Gary Clevenger
California Avocados at a Crossroads
USA
The future of the California Avocado Commission
Letters have been sent to producers to determine whether the California Avocado Commission (CAC) should continue or be dissolved.
This is not an administrative procedure, but a structural decision that will shape California's competitiveness in the next decade.
A transformed market
The California Avocado Association (CAA) was born at a time when California dominated the domestic avocado market. Today, imports supply the United States year-round, retailers operate global programs, and shelf space is negotiated internationally. At the same time, Californian growers face rising costs for water, labor, regulations, insurance, and interest.
The question is no longer historical:
Is the commission generating a measurable economic return?
If the CAC remains
A unified voice allows for coordinated promotion, crop estimates, research funding, and representation in public policy. In a market where Mexico and Peru are highly organized and exhibit aggressive strategies, fragmentation could weaken California's position.

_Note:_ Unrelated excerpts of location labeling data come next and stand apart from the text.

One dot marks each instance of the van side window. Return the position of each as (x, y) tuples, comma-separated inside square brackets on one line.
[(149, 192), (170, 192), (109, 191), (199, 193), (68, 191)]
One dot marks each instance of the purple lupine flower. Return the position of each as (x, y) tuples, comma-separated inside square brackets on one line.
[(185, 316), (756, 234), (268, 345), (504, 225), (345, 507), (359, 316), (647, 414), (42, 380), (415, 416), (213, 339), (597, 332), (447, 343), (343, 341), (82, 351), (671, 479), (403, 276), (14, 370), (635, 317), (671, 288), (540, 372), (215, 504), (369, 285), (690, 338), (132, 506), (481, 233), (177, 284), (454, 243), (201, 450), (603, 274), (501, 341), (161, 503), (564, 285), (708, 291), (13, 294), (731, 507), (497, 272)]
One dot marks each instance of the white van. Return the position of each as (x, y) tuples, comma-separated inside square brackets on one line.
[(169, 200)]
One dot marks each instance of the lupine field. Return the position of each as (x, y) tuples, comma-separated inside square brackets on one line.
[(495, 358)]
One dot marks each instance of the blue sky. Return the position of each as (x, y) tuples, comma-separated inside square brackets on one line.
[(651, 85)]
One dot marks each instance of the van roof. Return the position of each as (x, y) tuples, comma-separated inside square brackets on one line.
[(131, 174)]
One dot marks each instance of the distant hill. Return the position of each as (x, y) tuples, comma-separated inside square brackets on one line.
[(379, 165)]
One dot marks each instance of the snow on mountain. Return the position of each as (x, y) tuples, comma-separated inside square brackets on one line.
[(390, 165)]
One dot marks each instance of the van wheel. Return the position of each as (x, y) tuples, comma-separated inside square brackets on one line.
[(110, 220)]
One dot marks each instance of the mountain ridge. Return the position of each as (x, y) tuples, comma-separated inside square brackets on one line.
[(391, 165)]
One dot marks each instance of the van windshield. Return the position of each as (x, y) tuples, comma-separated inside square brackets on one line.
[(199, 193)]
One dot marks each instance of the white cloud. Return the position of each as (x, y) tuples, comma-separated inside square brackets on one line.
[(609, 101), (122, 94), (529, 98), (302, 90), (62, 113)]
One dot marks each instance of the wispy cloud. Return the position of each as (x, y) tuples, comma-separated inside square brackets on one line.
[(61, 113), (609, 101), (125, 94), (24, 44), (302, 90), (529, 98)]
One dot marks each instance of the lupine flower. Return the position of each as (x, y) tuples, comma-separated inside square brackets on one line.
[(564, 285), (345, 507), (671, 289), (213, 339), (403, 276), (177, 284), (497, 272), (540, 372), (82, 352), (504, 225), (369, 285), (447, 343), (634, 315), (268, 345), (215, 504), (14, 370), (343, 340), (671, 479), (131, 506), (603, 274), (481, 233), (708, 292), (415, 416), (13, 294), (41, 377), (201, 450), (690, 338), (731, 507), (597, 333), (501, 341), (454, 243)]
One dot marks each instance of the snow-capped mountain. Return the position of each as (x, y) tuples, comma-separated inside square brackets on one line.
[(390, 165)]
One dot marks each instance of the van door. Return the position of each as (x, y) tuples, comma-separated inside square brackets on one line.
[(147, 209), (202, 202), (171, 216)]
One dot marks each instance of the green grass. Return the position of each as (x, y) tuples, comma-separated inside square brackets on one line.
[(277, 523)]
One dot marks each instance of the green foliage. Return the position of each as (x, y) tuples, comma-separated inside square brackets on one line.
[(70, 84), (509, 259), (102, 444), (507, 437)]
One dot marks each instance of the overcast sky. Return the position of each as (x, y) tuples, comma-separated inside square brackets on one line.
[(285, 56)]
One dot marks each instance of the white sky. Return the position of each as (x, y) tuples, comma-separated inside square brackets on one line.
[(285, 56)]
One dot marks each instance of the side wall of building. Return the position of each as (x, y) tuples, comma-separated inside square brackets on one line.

However, in order to remain, the CAC must:
- Demonstrate a tangible return on investment (ROI).
- Operate with greater fiscal discipline.
- Focus on conversion at the point of sale, not just on brand awareness.
- Align your actions directly with the profitability of the producers.
Unity without results is not enough.
If the CAC dissolves
Producers would retain quota funds in an environment of rising costs. Private marketers could adopt more targeted, account-oriented strategies.
But the dissolution would also imply:
- Absence of a centralized marketing platform.
- Loss of a unified voice in harvest estimates.
- Less coordination in research and influence on public policies.
The risk is fragmentation in a globally competitive market.
The conclusion
The decision is not about tradition, but about competitiveness.
California is no longer competing against itself: it is competing against a cheaper and more coordinated international supply.
The criterion should be simple:
Does the current structure significantly improve returns for producers in the current market?
Whatever the outcome of the vote, the future of the industry must be guided by performance, economic responsibility, and a strategy aligned with the realities of global avocado competition.